STARBASE Minnesota – Duluth receives $25,000 from Minnesota Power Foundation to help add classrooms, serve more children.
Duluth, Minn. –STARBASE Minnesota – Duluth has received a $25,000 gift to its classroom expansion campaign from the Minnesota Power Foundation. The donation is the campaign’s first major sponsorship.
Aimee Curtis, Minnesota Power Foundation administrator, and Lori Hoyum, policy manager at Minnesota Power, presented the $25,000 check to STARBASE at a brief ceremony Friday, April 19, at the 148th Fighter Wing.
“We are delighted to announce that Minnesota Power has joined STARBASE as the first classroom sponsor of the capital campaign project to expand our program over the course of the next year,” said Charity Rupp, STARBASE Minnesota – Duluth director.
STARBASE Minnesota is a nonprofit education organization that delivers STEM (Science, Technology, Engineering and Math) curriculum to area fifth graders. Headquartered in St. Paul, STARBASE expanded to Duluth in July 2017, where it offers the unique learning experience in two transitional classrooms at the 148th Fighter Wing on the Duluth Air Force Base. A planned expansion at the 148th Fighter Wing headquarters will provide four dedicated classrooms equipped with a variety of technologies and allow the program to serve more than 2,500 students. The program currently is at capacity, serving 1,400 students annually. Groundbreaking on the expansion is expected this summer.

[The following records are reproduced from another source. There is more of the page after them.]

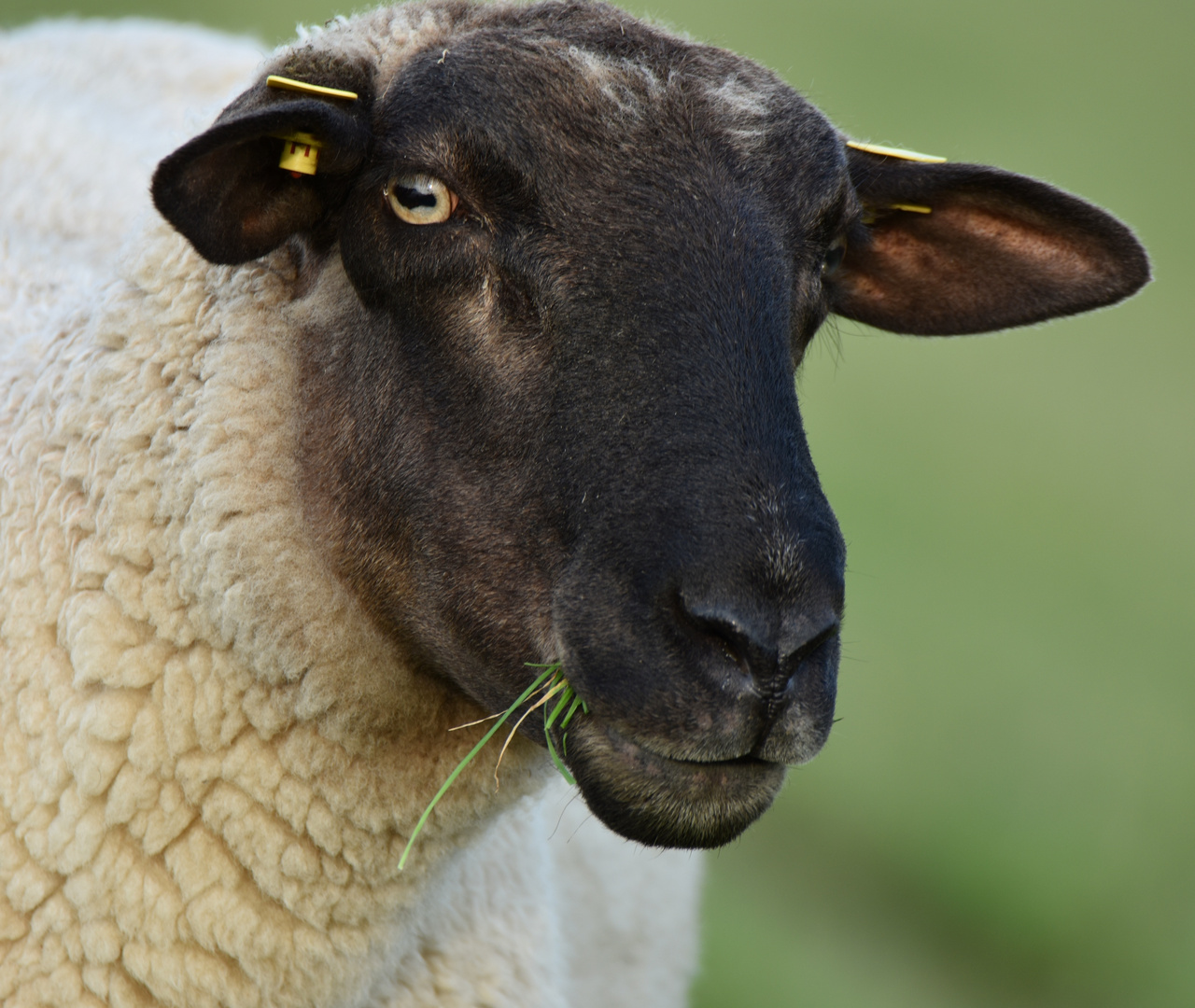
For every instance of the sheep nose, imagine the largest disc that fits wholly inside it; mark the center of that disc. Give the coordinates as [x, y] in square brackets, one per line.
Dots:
[773, 650]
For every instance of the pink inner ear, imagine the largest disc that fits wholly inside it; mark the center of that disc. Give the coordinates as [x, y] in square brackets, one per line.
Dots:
[967, 266]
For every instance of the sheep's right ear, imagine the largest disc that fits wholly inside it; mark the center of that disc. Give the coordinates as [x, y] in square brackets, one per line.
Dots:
[224, 190]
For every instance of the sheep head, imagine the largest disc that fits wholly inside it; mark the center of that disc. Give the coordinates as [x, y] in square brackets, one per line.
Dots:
[560, 268]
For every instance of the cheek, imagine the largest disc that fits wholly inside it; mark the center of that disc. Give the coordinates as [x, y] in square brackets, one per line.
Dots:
[426, 474]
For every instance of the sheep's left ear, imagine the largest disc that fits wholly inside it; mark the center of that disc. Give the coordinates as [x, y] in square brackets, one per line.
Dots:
[225, 189]
[950, 248]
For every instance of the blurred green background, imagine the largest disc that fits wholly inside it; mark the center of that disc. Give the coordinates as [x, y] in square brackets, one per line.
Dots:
[1005, 815]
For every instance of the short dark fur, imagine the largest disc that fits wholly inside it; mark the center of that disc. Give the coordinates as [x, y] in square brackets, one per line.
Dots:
[562, 424]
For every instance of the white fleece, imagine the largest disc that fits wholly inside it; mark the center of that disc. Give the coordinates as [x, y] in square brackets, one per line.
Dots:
[212, 759]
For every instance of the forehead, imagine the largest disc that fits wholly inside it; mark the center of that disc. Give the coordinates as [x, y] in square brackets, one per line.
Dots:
[598, 90]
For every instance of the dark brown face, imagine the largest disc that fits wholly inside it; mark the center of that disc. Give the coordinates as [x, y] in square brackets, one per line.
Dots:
[585, 445]
[553, 415]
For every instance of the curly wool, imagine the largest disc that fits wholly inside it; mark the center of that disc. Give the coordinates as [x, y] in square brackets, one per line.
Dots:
[212, 757]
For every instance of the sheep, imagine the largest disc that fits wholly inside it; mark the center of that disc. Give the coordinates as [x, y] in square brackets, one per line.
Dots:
[306, 479]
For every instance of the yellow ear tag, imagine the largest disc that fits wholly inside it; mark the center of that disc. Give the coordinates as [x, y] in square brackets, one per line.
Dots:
[302, 88]
[300, 153]
[895, 152]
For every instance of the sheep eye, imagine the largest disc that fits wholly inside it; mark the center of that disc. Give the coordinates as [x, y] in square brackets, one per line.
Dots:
[835, 257]
[421, 200]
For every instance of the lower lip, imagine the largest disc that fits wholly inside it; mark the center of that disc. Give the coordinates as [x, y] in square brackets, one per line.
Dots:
[662, 802]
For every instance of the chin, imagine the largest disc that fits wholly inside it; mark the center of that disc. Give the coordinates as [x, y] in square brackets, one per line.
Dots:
[661, 802]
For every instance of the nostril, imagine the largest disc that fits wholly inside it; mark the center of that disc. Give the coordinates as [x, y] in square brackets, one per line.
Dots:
[732, 639]
[769, 652]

“Expanding the program and doubling the number of classrooms will enable STARBASE to serve more students from a wider area in northeastern Minnesota,” said Hoyum, who serves as Vice Chair on the STARBASE Advisory Board. “Fifth-graders from communities on the Iron Range, up the North Shore and down the I-35 corridor will be able to participate in this one-of-kind, hands-on learning experience that broadens a student’s world in ways that the traditional classroom isn’t able to.”
STARBASE programming is taught by a team of licensed instructors and supported by cutting-edge technologies such as robotics, GPS, CAD programs, 3-D printers and scientific equipment. Over the course of a week, students also explore numerous STEM-related careers.
“The partnership with Minnesota Power is a natural fit for the immersive STEM education curriculum that STARBASE provides to students. The emerging technologies being utilized for the purposes of energy and resource exploration goes hand-in-hand with what the students are learning each day at STARBASE,” Rupp said. “The other exciting opportunity is the chance to bring in local scientists, engineers, and other professionals in STEM careers at Minnesota Power to share their work and research with students who may be interested in careers in STEM.”
STARBASE is designed to help develop the next generation workforce. Employment in science and engineering occupations is expected to increase at almost four times the rate for other occupations.
“Opening up the world of STEM to students at this age is critical as we think about growing and retaining the workforce in greater Minnesota,” Rupp said. “Our region is home to businesses such as Minnesota Power that need workers with STEM skills. STARBASE can contribute to the area’s workforce development by helping equip students with these essential skills and pave the way for them to find career opportunities in STEM fields that exist right here.”
STARBASE was created in 1991 and is a program of the Department of Defense and Minnesota National Guard. Its free, hands-on STEM curriculum aligns with state and national standards. Students spend 25 hours across five days on-site with their class focusing on real-world problem solving and applications using cutting-edge technologies. The immersive approach enables students to become more aware of STEM in the world around them and gain confidence through their success.